An ugly accusation, but I find no other explanation for the deafening silence that surrounds the many injustices international students have faced since this pandemic began. Because, surely, if the roles were reversed, things would be different. If mostly local students were forced to pay hundreds of thousands of dollars for online classes, the outrage from the public and from students representatives would be immense. Those in power would at least have the decency to make a little clamour and clangour, feign some outrage and pretend to care. But instead of rallies, pitchforks and torches, we get silence and invisibility. 

I am certainly outraged. But one person is not a productive movement. My outrage alone will change nothing; it will only end up consuming me whole. Silence is a coping mechanism against the awfulness of the position I find myself in. Writing this piece meant opening old wounds; it meant confronting the awfulness and being hurt by it anew. But silence is not complacency. My silence, like that of most international students, is the product of hopelessness and despair. It is the silence of those who find themselves alone on the field, with neither allies nor reinforcements, and realise they are fighting a battle most people couldn’t care less about. 

Our community is a diverse one, as is reflected in our varied demands. Some students I spoke to mentioned their desire for fee relief. Others wanted the University to take a firm stance on easing border restrictions for students, or at least keep international students more regularly updated on the situation. Some demanded they channel their ridiculous surplus into avenues tailored towards international student needs, such as extra academic support, internships and job or visa opportunities. And what I—a tired, worn-out international student miles away from a campus I can hardly remember—want is visibility, fury, and solidarity. Allies and reinforcements to help funnel the pinpricks of anger felt by overseas students across the globe into an organised channel that makes the University sit up and pay attention. Would this result in any tangible change? I am by now jaded enough to say probably not. But silence and invisibility cannot be how we respond to injustice, even injustice of the seemingly insurmountable variety. 

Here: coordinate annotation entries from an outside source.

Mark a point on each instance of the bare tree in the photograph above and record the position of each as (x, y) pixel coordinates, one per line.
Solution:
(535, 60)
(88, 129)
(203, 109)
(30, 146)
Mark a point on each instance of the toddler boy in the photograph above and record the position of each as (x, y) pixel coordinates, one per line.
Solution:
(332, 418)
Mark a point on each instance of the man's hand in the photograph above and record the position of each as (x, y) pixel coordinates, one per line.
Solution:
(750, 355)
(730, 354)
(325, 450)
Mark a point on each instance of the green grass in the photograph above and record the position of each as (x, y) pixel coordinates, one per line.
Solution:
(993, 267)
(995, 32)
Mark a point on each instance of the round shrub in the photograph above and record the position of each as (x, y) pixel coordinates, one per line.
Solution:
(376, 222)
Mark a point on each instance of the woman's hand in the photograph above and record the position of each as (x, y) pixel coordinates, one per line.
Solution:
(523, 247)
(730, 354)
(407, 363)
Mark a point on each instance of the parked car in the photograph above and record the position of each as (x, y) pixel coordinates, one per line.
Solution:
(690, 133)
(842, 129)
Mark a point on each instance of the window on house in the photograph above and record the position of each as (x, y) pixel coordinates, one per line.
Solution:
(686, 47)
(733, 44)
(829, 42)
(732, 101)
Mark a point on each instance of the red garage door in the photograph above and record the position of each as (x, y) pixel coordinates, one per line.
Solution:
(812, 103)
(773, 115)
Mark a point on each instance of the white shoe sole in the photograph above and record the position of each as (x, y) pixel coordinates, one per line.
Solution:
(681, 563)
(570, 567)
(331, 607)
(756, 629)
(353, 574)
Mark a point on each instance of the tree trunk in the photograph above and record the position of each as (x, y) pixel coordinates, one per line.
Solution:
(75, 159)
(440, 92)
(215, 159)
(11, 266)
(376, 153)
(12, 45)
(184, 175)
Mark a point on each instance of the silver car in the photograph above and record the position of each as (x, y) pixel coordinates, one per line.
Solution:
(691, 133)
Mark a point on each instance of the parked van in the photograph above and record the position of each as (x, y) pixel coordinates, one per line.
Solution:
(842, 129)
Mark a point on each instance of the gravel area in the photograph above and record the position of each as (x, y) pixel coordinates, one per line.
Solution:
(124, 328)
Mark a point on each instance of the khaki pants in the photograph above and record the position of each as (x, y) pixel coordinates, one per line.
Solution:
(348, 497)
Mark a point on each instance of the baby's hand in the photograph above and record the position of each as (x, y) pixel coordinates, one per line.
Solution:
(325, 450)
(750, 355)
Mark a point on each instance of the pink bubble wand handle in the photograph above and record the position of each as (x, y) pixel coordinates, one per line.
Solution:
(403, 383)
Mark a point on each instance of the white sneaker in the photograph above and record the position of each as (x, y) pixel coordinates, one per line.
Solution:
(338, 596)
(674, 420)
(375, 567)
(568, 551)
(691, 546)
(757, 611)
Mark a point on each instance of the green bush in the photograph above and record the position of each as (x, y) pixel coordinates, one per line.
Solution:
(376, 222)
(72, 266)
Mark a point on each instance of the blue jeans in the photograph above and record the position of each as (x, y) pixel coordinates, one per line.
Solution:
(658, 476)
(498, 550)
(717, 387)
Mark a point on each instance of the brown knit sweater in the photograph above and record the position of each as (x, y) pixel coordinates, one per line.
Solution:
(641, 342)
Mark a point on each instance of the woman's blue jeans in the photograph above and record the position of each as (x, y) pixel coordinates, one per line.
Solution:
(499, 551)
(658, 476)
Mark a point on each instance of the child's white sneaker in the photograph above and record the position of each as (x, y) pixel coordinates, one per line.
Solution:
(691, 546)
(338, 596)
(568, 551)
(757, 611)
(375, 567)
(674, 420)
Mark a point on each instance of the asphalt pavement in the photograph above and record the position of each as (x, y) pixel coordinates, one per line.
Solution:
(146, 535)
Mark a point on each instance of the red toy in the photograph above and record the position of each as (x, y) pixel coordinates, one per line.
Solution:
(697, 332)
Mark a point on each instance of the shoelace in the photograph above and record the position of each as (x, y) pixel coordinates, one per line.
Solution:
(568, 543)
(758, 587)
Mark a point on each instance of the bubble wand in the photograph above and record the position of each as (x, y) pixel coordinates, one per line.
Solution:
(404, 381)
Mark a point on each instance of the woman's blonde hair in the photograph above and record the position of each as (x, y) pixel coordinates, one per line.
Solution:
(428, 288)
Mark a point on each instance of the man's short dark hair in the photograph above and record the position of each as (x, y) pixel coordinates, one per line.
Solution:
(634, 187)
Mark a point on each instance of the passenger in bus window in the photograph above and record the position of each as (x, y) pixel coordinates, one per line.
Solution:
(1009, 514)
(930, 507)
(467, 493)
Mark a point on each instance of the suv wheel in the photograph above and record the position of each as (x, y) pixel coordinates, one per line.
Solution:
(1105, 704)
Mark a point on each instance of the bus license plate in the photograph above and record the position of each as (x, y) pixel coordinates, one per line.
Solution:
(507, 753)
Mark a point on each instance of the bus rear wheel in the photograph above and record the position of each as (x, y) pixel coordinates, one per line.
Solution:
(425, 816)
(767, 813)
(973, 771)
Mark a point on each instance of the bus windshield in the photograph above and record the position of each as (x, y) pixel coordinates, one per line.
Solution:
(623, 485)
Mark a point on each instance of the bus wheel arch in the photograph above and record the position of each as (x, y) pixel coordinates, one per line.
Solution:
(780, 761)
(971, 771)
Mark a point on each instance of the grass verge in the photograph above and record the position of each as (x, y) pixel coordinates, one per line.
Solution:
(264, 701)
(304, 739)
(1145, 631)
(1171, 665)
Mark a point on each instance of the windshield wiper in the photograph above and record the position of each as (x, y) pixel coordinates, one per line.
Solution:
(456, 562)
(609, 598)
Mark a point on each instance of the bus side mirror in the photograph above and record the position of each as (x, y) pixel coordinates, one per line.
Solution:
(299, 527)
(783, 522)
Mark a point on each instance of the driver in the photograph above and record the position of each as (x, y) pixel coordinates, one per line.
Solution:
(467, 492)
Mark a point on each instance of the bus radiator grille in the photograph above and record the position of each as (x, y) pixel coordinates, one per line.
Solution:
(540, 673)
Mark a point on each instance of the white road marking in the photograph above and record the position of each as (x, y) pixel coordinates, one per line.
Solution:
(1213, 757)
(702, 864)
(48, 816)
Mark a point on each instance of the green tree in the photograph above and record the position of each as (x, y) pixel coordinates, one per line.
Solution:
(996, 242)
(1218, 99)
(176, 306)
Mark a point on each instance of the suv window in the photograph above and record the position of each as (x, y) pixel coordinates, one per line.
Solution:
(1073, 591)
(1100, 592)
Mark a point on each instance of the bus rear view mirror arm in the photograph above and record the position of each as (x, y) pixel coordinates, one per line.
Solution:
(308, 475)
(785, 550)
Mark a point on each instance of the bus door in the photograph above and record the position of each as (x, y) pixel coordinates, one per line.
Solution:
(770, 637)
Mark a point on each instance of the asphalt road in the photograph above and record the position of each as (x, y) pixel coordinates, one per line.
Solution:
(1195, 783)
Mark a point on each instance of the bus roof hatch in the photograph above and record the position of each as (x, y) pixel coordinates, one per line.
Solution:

In a few years, the international students who were at the University of Melbourne during COVID-19 will have graduated. The University will be back to promising prospective internationals a once-in-a-lifetime, coming-of-age experience. Our memory, and the memory of the University’s unjust silence at our impossible situation, will fade. I will then truly become as I now feel: a student who was never really a student—unimportant, non-existent, and invisible.